The way in which transfer-based machine translation systems
work varies substantially, but in general they follow the
same pattern: they apply sets of linguistic rules which
are defined as correspondences between the structure of
the source language and that of the target language. The
first stage involves analysing the input text for morphology
and syntax
(and sometimes semantics)
to create an internal representation. The translation is
generated from this representation using both bilingual
dictionaries and grammatical rules.
It is possible with this translation strategy to obtain
fairly high quality translations, with accuracy in the region
of 90% (although this is highly dependent on the language
pair in question — for example the distance between the
two).
How it works
In a rule-based machine translation system the original
text is first analysed morphologically and syntactically
in order to obtain a syntactic representation. This representation
can then be refined to a more abstract level putting emphasis
on the parts relevant for translation and ignoring other
types of information. The transfer process then converts
this final representation (still in the original language)
to a representation of the same level of abstraction in
the target language. These two representations are referred
to as "intermediate" representations. From the target language
representation, the stages are then applied in reverse.
Analysis and transformation
Various methods of analysis and transformation can be used
before obtaining the final result. Along with these statistical
approaches may be augmented generating hybrid systems. The
methods which are chosen and the emphasis depends largely
on the design of the system, however, most systems include
at least the following stages:
- Morphological analysis. Surface forms of the
input text are classified as to part-of-speech (e.g. noun,
verb, etc.) and sub-category (number, gender, tense, etc.)
All of the possible "analyses" for each surface form are
typically outputted at this stage, along with the lemma
of the word.
- Lexical categorisation. In any given text some
of the words may have more than one meaning,
causing ambiguity
in analysis. Lexical categorisation looks at the context
of a word to try and determine the correct meaning in
the context of the input. This can involve part-of-speech
tagging and word
sense disambiguation.
- Lexical transfer. This is basically dictionary
translation, the source language lemma (perhaps with sense
information) is looked up in a bilingual dictionary and
the translation is chosen.
- Structural transfer. While the previous stages
deal with words, this stage deals with larger constituents,
for example phrases
and chunks.
Typical features of this stage include concordance of
gender and number, and re-ordering of words or phrases.

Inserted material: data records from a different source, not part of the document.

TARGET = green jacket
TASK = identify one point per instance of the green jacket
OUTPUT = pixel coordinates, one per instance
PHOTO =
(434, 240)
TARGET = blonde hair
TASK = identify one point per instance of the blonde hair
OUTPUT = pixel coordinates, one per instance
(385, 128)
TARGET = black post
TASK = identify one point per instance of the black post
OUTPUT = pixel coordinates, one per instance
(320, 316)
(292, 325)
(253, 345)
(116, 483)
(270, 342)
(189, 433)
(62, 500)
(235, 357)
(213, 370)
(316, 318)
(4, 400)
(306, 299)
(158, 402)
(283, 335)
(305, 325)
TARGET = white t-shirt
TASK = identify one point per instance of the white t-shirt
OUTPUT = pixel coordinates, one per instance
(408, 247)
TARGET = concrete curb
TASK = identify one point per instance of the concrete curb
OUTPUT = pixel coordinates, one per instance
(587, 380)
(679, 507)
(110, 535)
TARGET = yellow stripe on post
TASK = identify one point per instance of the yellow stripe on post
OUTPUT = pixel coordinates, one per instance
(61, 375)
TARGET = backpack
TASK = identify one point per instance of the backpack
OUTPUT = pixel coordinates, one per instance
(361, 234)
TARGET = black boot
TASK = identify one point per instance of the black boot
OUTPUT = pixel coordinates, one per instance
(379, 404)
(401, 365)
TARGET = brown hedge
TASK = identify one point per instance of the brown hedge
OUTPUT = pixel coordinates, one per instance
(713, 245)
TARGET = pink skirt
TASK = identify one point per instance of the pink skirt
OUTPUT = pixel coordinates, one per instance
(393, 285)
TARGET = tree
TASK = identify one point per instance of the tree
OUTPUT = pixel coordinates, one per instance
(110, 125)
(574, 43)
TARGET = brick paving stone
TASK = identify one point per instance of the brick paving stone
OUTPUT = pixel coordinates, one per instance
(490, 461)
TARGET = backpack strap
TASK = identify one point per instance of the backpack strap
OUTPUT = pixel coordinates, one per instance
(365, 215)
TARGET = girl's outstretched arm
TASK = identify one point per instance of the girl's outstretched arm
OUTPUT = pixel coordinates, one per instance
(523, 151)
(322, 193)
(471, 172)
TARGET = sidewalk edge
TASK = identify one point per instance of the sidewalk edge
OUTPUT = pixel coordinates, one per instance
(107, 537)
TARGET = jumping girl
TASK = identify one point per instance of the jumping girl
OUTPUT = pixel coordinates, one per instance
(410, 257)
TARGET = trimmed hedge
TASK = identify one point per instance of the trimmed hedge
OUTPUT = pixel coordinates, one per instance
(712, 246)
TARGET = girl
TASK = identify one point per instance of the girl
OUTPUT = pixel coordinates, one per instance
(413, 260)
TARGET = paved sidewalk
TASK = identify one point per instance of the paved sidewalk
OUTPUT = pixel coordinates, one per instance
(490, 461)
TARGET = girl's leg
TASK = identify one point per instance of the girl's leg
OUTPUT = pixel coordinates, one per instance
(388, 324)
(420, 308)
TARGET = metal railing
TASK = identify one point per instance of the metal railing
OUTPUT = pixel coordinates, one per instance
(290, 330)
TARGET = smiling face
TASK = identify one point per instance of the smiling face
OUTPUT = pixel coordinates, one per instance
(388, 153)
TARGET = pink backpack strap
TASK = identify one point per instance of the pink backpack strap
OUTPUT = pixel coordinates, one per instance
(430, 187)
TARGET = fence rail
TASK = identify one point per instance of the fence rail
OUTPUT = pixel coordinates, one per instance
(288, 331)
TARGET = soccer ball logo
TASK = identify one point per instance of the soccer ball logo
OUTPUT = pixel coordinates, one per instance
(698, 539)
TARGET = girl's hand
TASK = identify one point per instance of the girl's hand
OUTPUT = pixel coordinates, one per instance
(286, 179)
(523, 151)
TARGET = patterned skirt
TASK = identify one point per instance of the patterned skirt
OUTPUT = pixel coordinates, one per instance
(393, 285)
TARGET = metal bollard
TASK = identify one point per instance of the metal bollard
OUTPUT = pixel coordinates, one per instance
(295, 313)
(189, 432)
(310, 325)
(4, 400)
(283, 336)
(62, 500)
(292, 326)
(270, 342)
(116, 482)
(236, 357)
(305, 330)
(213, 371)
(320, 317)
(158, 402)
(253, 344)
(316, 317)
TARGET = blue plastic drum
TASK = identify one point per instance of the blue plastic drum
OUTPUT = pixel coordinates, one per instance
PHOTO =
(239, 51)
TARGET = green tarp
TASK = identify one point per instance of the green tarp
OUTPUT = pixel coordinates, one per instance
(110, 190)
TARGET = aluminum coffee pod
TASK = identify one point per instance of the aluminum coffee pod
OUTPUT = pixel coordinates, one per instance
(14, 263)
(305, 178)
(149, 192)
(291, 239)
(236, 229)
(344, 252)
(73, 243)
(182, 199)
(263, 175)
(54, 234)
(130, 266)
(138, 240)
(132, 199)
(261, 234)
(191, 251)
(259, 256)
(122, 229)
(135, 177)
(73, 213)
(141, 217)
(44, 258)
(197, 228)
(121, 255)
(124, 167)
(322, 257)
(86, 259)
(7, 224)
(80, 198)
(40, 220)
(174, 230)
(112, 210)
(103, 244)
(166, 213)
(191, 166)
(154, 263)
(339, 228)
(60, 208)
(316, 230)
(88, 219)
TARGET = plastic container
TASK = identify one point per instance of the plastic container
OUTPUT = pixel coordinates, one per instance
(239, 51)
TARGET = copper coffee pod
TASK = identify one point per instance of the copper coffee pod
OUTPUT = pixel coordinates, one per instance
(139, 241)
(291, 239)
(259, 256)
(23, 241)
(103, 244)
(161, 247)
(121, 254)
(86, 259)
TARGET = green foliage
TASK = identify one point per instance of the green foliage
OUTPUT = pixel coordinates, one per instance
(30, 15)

- Morphological generation. From the output of
the structural transfer stage, the target language surface
forms are generated.
Transfer types
One of the main features of transfer based machine translation
systems is a phase that "transfers" an intermediate representation
of the text in the original language to an intermediate
representation of text in the target language. This can
work at one of two levels of linguistic analysis , or somewhere
in between. The levels are:
- Superficial transfer (or syntactic). This level
is characterised by transferring "syntactic structures"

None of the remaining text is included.